Reclaiming the Revolution by Barber Stephen;

Author:Barber, Stephen;
Language: eng
Format: epub
Publisher: University of Buckingham Press, The


VII

You couldn’t imagine politicians more different than the aristocratic Conservative Jacob Rees-Mogg and the campaigning socialist Jeremy Corbyn. And yet in coming to national prominence after the 2015 general election, each were undoubted leaders of the fantasy populist politics which had engaged so many in Britain.

Rees-Mogg was David Cameron’s worst nightmare, not simply because he was a huge embarrassment waiting to happen, an eccentric ‘human museum’ who looked nothing like modern Britain. No, the problem was that he represented an old reactionary Conservative right, and this is something from which, as leader, Cameron had sought to detoxify his party. Similarly, Corbyn was the embodiment of an old reactionary socialist left which had been all but ‘modernised’ out of Labour via Tony Blair’s New Labour transformation in the 1990s. This type of politics had the luxury of never having to be implemented, never tested in policy or the real world. Against things more than in favour. They were fantasies.

As backbench MPs, both gained a reputation for rebellion and often voted against their own party front bench. And both were swept to prominence by popular trends attracted to the fantasy politics they espoused. Neither had ever sought office, for office is where compromise happens.

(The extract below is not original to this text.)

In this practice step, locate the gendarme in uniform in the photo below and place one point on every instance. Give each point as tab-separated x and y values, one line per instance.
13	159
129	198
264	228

They really were the odd men out. Largely unelectable in normal times, their views and approaches firmly at the peripheries. ‘His manners are perfumed but his opinions are poison. Rees-Mogg is quite simply an unfailing, unbending, unrelenting reactionary,’ wrote the former Conservative MP turned journalist Matthew Parris, ‘His record on every moral, social, sexual or reproductive issue I’ve looked at is brute moral conservative. He has been a straight-down-the-line supporter of every welfare cut I’ve checked.’34

Meanwhile, during thirteen years of Labour government under Blair and then Gordon Brown, Jeremy Corbyn defied his party whip an amazing 428 times. He demonstrated very little loyalty to his party or colleagues and never sought advancement to the front bench.35

Britain’s Westminster parliamentary system is different from the consensual European assemblies with their coalitions, consensus and cooperative U-shaped chambers. The Westminster system has been dominated by two parties, one which forms a government, the other the opposition. Broad-church parties always have their fringe groups – but it is on the fringe that for the most part they stay. The times were changing.

What was it that Rees-Mogg once casually told the broadcaster and political commentator Andrew Neil? ‘Vox populi, vox dei.’ You could not make it up.